Pemerintah sudah memberikan dukungan dengan menyediakan sentra atau los bagi pelaku usaha kuliner ditempat terpadu. Hanya saja los yang tersedia saat ini kosong dan nyaris ditinggalkan para pedagang.
Tidak sampai disitu pemerintah daerah juga mencanangkan Plaza Lebak yang pembangunannya menghabiskan anggaran miliaran rupiah. Plaza tersebut menjual aneka produk khas kearifan lokal. Sayangnya Plaza Lebak mengalami depisit karena sepi pembeli.
Plaza Lebak kemudian beralih fungsi menjadi Plaza pelayanan satu atap. Lagi-lagi program itu hanya menjadi jargon sementara, karena saat ini sudah tak berfungsi. Kawasan Plaza Lebak kemudian disulap kembali menjadi sebuah kawasan kuliner, lagi-lagi gagal karena sepi pengunjung.

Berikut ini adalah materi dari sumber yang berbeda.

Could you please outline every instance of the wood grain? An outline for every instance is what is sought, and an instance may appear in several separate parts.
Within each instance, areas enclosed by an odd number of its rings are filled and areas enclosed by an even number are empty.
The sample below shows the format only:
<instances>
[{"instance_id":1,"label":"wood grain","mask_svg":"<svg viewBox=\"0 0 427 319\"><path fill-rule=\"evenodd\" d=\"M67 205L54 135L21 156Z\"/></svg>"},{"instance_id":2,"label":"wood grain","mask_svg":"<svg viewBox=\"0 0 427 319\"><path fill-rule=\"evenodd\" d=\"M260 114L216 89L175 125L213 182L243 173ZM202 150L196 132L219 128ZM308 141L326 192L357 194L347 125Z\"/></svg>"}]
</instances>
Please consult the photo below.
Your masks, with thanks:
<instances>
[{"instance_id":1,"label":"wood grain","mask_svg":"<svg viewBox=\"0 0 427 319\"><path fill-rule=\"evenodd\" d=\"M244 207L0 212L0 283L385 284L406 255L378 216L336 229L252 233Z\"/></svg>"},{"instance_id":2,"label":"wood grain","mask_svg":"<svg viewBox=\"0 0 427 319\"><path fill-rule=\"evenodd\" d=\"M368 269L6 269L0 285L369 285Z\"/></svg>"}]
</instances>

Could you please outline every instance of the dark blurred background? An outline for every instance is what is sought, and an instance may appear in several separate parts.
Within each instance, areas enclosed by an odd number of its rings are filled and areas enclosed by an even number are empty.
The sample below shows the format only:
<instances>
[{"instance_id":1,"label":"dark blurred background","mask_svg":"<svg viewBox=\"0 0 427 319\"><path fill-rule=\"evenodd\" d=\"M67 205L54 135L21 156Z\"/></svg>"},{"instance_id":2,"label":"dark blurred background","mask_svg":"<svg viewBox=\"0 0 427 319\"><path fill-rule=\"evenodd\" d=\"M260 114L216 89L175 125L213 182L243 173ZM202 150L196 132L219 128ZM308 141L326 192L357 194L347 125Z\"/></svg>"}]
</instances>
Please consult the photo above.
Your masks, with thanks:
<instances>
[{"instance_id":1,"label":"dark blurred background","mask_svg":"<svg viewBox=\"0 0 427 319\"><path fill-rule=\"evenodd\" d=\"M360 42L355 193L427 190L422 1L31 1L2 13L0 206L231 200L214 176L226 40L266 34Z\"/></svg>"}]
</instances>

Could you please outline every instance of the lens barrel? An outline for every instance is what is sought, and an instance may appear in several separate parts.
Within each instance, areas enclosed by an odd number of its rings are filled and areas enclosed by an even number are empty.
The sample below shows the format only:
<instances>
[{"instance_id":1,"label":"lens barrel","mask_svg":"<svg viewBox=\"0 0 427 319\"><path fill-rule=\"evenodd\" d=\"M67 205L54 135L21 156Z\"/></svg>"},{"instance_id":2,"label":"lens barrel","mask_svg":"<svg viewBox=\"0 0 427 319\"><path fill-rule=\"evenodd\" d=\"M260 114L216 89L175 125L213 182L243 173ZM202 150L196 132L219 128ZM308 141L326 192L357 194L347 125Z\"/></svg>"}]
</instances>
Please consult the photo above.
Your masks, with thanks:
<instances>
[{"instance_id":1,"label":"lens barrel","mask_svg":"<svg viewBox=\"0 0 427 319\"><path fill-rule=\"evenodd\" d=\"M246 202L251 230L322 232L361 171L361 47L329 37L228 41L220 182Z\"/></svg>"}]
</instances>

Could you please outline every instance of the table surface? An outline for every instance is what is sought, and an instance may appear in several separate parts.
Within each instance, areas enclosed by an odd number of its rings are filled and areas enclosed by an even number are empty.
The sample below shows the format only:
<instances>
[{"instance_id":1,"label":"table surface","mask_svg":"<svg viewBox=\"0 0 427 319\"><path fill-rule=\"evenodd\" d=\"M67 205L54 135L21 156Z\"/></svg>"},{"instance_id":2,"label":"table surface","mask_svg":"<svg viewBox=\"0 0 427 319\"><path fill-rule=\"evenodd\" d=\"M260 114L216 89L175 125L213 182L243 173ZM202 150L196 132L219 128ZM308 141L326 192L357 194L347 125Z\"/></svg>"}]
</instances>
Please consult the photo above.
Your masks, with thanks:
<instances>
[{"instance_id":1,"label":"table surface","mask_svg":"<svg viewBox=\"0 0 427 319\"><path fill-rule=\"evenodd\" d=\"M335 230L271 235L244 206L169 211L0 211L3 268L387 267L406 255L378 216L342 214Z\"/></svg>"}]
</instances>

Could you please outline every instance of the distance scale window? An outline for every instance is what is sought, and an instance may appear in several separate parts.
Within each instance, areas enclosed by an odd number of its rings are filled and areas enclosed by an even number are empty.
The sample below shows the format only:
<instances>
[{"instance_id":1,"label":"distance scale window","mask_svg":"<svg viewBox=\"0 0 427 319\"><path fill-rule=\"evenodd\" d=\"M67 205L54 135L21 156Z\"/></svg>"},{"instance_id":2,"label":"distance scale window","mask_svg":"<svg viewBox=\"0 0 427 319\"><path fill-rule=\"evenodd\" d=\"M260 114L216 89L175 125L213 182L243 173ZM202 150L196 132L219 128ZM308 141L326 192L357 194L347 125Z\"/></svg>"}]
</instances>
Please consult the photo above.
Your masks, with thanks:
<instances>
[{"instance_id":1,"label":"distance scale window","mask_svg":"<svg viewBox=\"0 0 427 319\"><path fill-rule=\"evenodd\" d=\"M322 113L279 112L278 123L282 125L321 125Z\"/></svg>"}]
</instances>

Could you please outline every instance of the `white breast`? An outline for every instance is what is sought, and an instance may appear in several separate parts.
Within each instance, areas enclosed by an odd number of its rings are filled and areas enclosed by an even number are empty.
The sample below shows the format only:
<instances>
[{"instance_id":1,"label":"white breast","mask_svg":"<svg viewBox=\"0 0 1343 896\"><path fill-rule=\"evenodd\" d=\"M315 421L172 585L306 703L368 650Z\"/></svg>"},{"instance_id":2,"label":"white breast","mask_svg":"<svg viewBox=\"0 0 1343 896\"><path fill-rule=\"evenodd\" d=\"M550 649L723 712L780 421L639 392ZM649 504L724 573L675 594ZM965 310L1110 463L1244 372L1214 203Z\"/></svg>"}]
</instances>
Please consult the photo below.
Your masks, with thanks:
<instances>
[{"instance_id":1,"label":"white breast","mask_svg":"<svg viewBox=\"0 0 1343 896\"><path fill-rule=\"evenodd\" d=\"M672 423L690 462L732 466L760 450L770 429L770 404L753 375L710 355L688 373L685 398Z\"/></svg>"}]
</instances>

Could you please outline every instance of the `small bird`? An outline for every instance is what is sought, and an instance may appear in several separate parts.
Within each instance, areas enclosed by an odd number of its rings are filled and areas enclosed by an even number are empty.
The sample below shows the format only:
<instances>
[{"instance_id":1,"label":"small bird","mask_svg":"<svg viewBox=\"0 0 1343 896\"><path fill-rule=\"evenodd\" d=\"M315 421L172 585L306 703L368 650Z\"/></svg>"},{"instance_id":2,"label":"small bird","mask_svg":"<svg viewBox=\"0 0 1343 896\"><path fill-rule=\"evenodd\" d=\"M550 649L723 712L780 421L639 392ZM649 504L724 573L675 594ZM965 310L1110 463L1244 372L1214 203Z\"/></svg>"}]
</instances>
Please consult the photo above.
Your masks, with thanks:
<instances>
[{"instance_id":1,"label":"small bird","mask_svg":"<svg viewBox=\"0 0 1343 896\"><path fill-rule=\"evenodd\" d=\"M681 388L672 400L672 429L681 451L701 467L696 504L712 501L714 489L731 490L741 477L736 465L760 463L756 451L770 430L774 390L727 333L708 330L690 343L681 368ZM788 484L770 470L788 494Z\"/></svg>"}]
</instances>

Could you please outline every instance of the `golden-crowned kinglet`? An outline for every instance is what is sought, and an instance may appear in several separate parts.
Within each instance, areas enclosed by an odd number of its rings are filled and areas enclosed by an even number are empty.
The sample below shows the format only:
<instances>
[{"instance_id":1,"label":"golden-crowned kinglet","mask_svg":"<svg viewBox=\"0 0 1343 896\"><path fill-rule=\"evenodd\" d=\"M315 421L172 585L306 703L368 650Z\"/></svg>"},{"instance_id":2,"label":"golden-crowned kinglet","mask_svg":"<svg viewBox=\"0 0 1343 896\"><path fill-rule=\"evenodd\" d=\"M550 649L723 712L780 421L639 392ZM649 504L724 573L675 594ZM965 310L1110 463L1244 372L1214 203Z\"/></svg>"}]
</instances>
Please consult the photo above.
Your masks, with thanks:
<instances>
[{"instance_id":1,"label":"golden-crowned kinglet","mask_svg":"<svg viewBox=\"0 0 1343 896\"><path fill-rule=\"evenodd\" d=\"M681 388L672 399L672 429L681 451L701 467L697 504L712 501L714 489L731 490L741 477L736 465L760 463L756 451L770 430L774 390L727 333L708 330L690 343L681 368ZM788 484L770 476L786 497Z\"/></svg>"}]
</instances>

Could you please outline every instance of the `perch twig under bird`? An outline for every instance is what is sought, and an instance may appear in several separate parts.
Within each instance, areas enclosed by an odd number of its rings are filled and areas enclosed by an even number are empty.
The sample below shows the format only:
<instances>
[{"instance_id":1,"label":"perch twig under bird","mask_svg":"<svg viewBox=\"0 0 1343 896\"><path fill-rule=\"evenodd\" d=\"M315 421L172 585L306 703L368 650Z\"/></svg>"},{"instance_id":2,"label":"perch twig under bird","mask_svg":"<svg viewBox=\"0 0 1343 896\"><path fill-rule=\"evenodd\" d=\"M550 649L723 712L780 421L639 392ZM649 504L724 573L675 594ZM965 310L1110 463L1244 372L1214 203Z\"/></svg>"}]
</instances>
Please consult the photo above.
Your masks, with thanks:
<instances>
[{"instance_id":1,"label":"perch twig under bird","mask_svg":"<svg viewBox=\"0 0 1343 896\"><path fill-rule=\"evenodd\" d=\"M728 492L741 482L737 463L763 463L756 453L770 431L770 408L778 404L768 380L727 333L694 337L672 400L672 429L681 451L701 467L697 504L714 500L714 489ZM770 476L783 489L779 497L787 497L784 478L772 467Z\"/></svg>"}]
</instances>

Pilkada tahun 2024, Bupati-wakil Bupati Lebak tinggal sebentar lagi. Sebagai warga Kabupaten Lebak saya berharap sosok Bupati yang nanti maju mencalonkan diri memiliki visi dan misi yang jelas. Programnya diharapkan memiliki perencanaan baik dan matang, sehingga nantinya program yang dilaksanakan tidak maksimal dan hanya menjadi sebuah monument.
Allahualam Bisawab. Semoga Lebak semakin maju dan berkembang dan memunculkan pemimpin-pemimpin yang tidak hanya memenuhi ambisi semata, namun ia harus vioner dalam mendorong masyarakat yang mandiri dan kreatif.